Outer Circle Christians (Part 1 of 6)

 “This man welcomes sinners and eats with them.” Luke 15:2

When I was a kid I had a semi-harmless addiction to merry-go-rounds. It was always the first thing I ran to when unleashed on a playground. “Faster!” I shouted to whoever was willing to push as my face turned blue and my stomach queased. For me the game was resisting the increasing centrifugal force pushing outward by fighting my way to the center. I found it surreal that in the middle I could no longer feel the force pushing me outward. I’m sure there’s some science to it – something about Newton and a law he made up – but all I knew at the time was I had won the battle against the merry-go-round, usually at the price of near vomit.

The Spirit of Jesus compels us toward the outer edge of our spinning earth and away from the center of our own little world. He invites us to join him on his quest to heal a sick world. But we tend to isolate and insulate ourselves by moving closer to the center – into suburbs and other safe communities. As we fight his push outward, eventually the centrifugal force becomes imperceptible. In our cozy churches we tend to lose touch with the reality of the wider world and our sense of God’s compelling call outward. It leaves us deaf to the voice of God, insensitive to his impetus, and feeling sick to our stomachs.

The adventure is out on the edge where we’re supposed to engage with world around us. Sure, it’s dangerous out there and you might fall off and get hurt. But if you’re “sick” of Christianity and Church, maybe it’s because you’re sequestered in the middle instead of on the outer edge.

I have these fantastic friends that call themselves “The Outer Circle.” They’re urban missionaries among homeless hippie travellers in San Francisco’s Golden Gate Park. They intentionally seek out and befriend people on society’s ragged edge. Their motto is to “invite the lonely, the outcast, and the wanderer into restoration of their entire beings by drawing them to Christ, giving them what they have, bringing them into community, and being their friends.” Most of their friends are drug addicts, slightly-to-severely mentally ill people, and socially awkward individuals that most church goers wouldn’t want to sit next to in their sterile pews. On Mondays I go with them to the park where we bring coffee and make pancakes on a camp stove in order to share our friendship with those who come out of the bushes, thus their name “Outer Circle.”

The “Inner Circle” is a common phrase people use to describe an elite few in a larger organization. Sometimes we use it for those closest to Jesus, the three disciples (Peter, James, and John) who were given special opportunities to be in the room when Jesus did extraordinary miracles.
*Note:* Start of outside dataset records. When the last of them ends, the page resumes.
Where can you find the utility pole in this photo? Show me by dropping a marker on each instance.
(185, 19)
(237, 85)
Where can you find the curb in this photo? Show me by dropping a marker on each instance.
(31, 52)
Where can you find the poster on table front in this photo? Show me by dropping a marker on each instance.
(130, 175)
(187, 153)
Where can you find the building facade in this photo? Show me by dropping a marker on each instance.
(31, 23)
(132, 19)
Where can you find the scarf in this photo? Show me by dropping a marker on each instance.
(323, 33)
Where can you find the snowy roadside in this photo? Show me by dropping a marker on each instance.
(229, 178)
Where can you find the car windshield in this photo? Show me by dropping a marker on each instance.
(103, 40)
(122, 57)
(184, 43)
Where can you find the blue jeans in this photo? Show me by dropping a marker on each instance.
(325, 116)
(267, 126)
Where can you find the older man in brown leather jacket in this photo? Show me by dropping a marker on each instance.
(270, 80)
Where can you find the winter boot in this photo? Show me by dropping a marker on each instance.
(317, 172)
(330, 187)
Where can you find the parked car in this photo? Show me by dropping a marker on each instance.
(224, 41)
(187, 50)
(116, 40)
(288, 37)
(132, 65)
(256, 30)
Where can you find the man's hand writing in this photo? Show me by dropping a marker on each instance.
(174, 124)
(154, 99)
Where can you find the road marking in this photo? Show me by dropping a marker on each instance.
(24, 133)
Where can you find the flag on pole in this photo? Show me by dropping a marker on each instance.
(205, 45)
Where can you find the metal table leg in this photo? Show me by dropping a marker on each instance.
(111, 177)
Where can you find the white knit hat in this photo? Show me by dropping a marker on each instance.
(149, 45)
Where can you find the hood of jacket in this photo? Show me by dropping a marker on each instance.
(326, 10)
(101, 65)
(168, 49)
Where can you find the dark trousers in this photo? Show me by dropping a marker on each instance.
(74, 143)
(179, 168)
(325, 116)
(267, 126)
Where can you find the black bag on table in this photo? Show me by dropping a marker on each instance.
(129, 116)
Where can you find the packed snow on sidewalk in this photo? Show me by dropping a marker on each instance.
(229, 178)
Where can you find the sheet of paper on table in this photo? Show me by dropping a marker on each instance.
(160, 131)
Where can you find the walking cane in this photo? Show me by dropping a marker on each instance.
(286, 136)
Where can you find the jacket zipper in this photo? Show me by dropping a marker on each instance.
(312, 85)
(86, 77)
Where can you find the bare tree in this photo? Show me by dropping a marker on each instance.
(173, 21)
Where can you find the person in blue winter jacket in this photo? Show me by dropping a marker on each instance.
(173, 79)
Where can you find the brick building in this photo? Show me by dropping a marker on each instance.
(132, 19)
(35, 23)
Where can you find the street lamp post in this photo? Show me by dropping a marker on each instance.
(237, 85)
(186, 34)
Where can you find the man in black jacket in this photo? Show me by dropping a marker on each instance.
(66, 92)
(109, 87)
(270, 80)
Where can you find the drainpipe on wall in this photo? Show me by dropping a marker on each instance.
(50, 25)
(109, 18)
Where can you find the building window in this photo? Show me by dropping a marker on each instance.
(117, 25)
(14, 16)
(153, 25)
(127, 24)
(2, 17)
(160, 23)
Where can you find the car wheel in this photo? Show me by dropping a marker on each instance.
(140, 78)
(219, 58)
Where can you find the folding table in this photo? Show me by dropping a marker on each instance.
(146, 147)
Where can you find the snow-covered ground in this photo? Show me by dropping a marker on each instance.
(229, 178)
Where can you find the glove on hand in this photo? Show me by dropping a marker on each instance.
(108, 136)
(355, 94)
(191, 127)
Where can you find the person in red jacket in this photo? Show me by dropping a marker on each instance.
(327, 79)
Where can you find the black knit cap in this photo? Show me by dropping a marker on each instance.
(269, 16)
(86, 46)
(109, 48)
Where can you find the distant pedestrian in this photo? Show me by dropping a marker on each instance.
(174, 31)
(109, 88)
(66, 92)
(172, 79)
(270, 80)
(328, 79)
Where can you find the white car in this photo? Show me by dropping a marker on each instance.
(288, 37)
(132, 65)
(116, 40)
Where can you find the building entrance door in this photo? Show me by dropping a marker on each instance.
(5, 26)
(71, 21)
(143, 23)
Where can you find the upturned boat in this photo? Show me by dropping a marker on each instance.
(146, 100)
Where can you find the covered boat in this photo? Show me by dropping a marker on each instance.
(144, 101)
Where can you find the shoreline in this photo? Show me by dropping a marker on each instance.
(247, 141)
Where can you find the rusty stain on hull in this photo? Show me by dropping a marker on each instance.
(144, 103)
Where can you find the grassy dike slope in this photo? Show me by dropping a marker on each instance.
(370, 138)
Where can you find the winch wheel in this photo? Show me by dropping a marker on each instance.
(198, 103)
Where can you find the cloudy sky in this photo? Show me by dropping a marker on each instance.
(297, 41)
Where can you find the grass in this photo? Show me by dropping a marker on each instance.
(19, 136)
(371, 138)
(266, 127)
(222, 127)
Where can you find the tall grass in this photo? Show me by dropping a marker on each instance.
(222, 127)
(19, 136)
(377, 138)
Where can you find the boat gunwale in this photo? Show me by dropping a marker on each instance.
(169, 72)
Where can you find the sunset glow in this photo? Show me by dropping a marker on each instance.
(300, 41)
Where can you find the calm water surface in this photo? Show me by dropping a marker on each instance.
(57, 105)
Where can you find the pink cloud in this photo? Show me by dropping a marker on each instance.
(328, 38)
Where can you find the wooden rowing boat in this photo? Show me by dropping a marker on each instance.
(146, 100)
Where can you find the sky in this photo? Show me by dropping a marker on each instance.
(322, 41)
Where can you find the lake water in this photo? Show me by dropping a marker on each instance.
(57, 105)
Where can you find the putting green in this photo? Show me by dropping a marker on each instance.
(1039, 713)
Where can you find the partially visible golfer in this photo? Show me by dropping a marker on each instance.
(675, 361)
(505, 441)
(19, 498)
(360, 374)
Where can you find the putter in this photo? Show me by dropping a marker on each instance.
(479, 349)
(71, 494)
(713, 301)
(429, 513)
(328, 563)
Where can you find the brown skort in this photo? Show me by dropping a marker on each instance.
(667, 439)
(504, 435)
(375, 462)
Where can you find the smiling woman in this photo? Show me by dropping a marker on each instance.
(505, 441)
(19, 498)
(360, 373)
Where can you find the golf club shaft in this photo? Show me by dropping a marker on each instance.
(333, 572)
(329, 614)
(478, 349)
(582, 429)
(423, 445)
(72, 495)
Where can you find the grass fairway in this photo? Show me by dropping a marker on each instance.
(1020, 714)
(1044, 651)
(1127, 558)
Evidently, he brought them into certain privileged circumstances because later he would call upon them for unique tasks.

On the other hand, it seems that Jesus spent a lot of energy trying to teach his “Inner Circle” to care about the “Outer Circle.” He wanted their circle to have a porous and penetrable perimeter in order to include castoffs. He didn’t want their inside sphere to become a barrier that would keep them away from those who needed him – and them – the most.

Where are you on the not-so-merry-go-round, sequestered in the center or out where the adventure is?